Hace tiempo me percaté de que los ruidos son peores durante la noche. Es posible que la mayoría de esos ruidos también existieran durante el día, pero algo más, otra cosa, algo diferente, los oculta, les da una presencia menos importante de la que ganan por las noches. Es entonces, por las noches, cuando ellos reinan, marcan el ritmo, señalan que nada se detiene, nunca.
    Por las noches, cuando deberíamos dormir, los ruidos nos mantienen despiertos alejando cualquier otra cuestión del centro de la reflexión. Lo ocupan todo, se vuelven absolutos, como lo es el miedo en esas primeras noches de soledad, las primeras noches de aceptar que finalmente todo se acabó y que nada volverá a ser lo que alguna vez fue, que todo está roto y perdido para siempre.
    En ese momento llega el primer crujido, como un largo lamento, que me sobresalta, que me indica que aunque sé que allí no puede haber nadie, tal vez sí lo hay. Alguien que rompe, que quiebra, que destruye esa intimidad individual que es mía y solo mía, pero tal vez no lo es tanto. Sé que ese mismo crujido no volverá a repetirse a lo largo de la eterna noche. Sin embargo, permanezco alerta porque la noche continúa.
    Es entonces cuando llega otro sonido. Algo como el arrastrar de un objeto pesado, un sillón siendo cambiado de lugar, un cuerpo siendo llevado a un escondite. Suena muy cerca, en la habitación de al lado, en la que sé que no hay nadie y que por lo tanto nada puede moverse. Pero lo hace, algo se mueve o se movió un instante antes porque sé que lo escuché.
    Cuando el umbral del sueño se acerca y amenaza con por fin hacerse cargo de mí, llega ese golpetear rítmico de una pelota, una esfera, algo redondo y metálico sobre el suelo de cerámicos antes de acabar alejándose hasta perderse en una lejanía insospechada. El primer golpe es suficiente para sobresaltar y volver al sueño espantado algo inalcanzable.

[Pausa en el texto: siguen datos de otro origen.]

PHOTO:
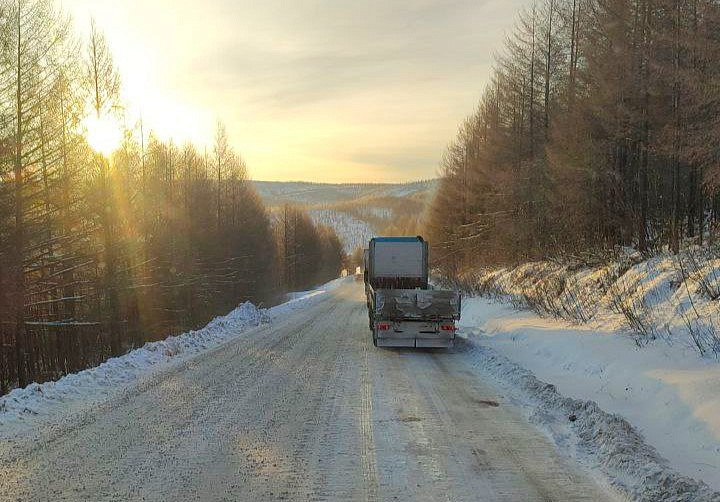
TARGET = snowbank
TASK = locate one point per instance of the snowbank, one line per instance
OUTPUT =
(670, 395)
(668, 297)
(597, 438)
(23, 407)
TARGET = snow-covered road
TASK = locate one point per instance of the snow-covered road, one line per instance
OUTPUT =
(303, 408)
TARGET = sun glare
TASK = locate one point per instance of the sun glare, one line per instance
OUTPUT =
(103, 134)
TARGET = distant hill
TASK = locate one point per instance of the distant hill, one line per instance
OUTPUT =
(356, 211)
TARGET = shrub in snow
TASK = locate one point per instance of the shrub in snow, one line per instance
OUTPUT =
(674, 298)
(607, 440)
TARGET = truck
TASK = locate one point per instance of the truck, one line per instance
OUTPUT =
(404, 309)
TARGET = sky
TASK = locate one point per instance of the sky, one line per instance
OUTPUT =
(327, 91)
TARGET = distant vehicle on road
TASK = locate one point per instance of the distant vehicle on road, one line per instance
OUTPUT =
(403, 309)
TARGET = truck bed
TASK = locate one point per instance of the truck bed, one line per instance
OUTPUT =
(415, 304)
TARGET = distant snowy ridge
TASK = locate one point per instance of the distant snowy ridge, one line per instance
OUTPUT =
(353, 233)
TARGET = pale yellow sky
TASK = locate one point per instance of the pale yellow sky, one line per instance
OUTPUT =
(317, 90)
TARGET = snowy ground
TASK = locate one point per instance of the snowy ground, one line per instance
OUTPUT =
(24, 409)
(668, 394)
(303, 408)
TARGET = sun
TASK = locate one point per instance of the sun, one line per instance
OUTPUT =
(103, 134)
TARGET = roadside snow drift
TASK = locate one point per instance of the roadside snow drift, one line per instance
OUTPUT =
(20, 409)
(597, 438)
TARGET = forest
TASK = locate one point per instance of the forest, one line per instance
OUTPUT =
(103, 247)
(598, 130)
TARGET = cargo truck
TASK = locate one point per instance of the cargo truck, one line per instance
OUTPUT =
(404, 309)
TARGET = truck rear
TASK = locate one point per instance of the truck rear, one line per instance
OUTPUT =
(403, 309)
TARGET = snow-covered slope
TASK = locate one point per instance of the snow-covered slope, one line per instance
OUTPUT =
(353, 233)
(314, 194)
(638, 336)
(357, 212)
(23, 408)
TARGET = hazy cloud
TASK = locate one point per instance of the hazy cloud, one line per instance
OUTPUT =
(310, 89)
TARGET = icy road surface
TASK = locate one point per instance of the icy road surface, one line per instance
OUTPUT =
(303, 409)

    Nunca falta el eco de la gota que cae tan insistente como desacompasadamente en un balde a medio llenar. Por más que todas las canillas de la casa estén bien cerradas, por más que no haya otro lugar por el cual pueda caer, la bendita gota cae. Allí está, la escucho, cayendo con el ritmo irregular que no permite prever cuándo llegará la próxima, que sabemos que llegará y lo hace, sí, cuando menos lo esperamos y su eco inunda nuestros oídos.
    El susurro de voces lejanas también llegará, en algún incierto momento de la noche. Voces que llegan desde otros lugares, otros tiempos, y ahora están aquí, junto a uno, aunque no estén ni tengan la posibilidad de estarlo. Voces que llaman, que reclaman, que imploran, que anhelan, que desean, que reprochan, que señalan un dolor o la insatisfacción. Voces que pronuncian mi nombre más secreto, mi nombre real, ese que solo una única persona llegará alguna vez a conocer. Voces que saben qué decir para mantenerme despierto al borde de todas esas lágrimas que nunca me atrevería a derramar durante el día.
    El amanecer llegará, como siempre lo hace, y me encontrará más cansado, más cercano al colapso que al amanecer anterior, pero menos que el próximo. Y como cada nuevo día, no haré más que preguntar cuántas noches restan, cuantas noches quedan antes de pasar a formar parte de todos esos ruidos.